If a court orders you to pay a fine, fee or a personal injury claim (like from a DUI), those debts typically stay. Remember: Bankruptcy doesn’t change court penalties.

Possible Exceptions to Bankruptcy-Expempt Debts

In rare cases, some of these debts may be discharged. But it’s best to not count on it — any exceptions to the rule come with scratch legal requirements and extra steps.

Student Loans

Some student loans may qualify for discharge if you can prove that repaying them would cause “undue hardship.” To claim this, you need to prove in court that you cannot maintain a basic standard of living while repaying the loans, your situation is unlikely to improve and that you’ve tried — and failed — to repay your debts. 

Typically, attempts to discharge student loan debts require a separate legal action. These cases can be tricky, so it’s always a good idea to consult with a lawyer before pursuing student loan discharge during bankruptcy. 

Older Tax Debts

Some income taxes can be discharged if they meet specific rules. The debt must be old enough, filed correctly and meet other timing tests. This does not apply to payroll or fraud-related taxes. 

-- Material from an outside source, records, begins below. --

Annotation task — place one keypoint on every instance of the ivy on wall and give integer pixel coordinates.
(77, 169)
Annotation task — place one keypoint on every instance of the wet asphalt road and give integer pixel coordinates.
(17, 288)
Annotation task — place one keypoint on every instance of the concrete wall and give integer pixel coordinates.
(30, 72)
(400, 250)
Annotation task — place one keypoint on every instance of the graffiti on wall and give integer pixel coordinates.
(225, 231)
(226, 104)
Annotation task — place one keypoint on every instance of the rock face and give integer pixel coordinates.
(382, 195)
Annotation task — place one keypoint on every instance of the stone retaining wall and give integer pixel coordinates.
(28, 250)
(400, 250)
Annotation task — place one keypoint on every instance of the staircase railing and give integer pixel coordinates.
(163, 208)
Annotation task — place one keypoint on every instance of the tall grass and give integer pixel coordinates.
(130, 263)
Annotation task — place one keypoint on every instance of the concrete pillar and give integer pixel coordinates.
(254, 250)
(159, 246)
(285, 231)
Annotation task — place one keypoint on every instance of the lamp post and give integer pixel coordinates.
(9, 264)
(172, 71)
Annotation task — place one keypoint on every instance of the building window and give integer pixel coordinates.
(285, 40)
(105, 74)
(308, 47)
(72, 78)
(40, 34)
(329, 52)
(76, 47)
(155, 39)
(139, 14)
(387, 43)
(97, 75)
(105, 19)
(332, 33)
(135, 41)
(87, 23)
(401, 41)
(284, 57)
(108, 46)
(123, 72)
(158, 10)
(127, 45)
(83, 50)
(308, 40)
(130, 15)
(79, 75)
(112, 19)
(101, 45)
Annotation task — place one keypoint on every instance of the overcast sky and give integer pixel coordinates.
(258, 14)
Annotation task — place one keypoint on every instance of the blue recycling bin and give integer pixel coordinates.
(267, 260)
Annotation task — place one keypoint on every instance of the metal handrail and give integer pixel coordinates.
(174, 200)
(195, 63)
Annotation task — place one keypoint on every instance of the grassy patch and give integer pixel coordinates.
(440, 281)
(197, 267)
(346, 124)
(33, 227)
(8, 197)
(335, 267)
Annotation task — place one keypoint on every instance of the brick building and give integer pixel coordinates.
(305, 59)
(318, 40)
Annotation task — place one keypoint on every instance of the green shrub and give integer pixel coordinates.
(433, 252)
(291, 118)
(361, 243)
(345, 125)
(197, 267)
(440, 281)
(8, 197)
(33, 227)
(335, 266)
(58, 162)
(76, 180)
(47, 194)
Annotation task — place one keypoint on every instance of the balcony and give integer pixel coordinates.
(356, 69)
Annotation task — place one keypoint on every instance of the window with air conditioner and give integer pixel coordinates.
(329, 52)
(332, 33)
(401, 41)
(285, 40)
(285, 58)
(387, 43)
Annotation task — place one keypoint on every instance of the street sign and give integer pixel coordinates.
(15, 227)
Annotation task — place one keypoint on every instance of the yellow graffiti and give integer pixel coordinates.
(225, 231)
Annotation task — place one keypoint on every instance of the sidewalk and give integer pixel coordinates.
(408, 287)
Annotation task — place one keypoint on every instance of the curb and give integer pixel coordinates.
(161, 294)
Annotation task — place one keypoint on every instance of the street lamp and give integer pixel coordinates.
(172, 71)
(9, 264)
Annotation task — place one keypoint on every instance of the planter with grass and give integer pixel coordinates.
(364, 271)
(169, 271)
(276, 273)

Why You Need to Pay Attention to Non-Dischargeable Debts

When working through bankruptcy, these non-dischargeable debts can throw a major wrench in your future financial plans. These debts may not offer flexible repayment terms, while non-payment can lead to wage garnishment or frozen bank accounts. Creditors can even restart collection efforts once your bankruptcy case ends. So do yourself a solid and focus on getting a plan in place early to deal with these debts. 

How to Manage Non-Dischargeable Debts 

Like all financial matters, making a plan rooted in your real budget is the best course of action. 

Start by listing what’s still owed and when payments are due. Then review your income and spending to see what’s realistic. You may need to adjust your monthly budget or cut back in a few areas to stay current.

You might also find a certified credit counselor, financial advisor or legal expert to help you review options based on the type of debt and your overall situation. Many offer free or low-cost support — so take advantage of their expertise as your situation requires. 

Bankruptcy isn’t easy, but you’re moving in the right direction. Keep up the good work!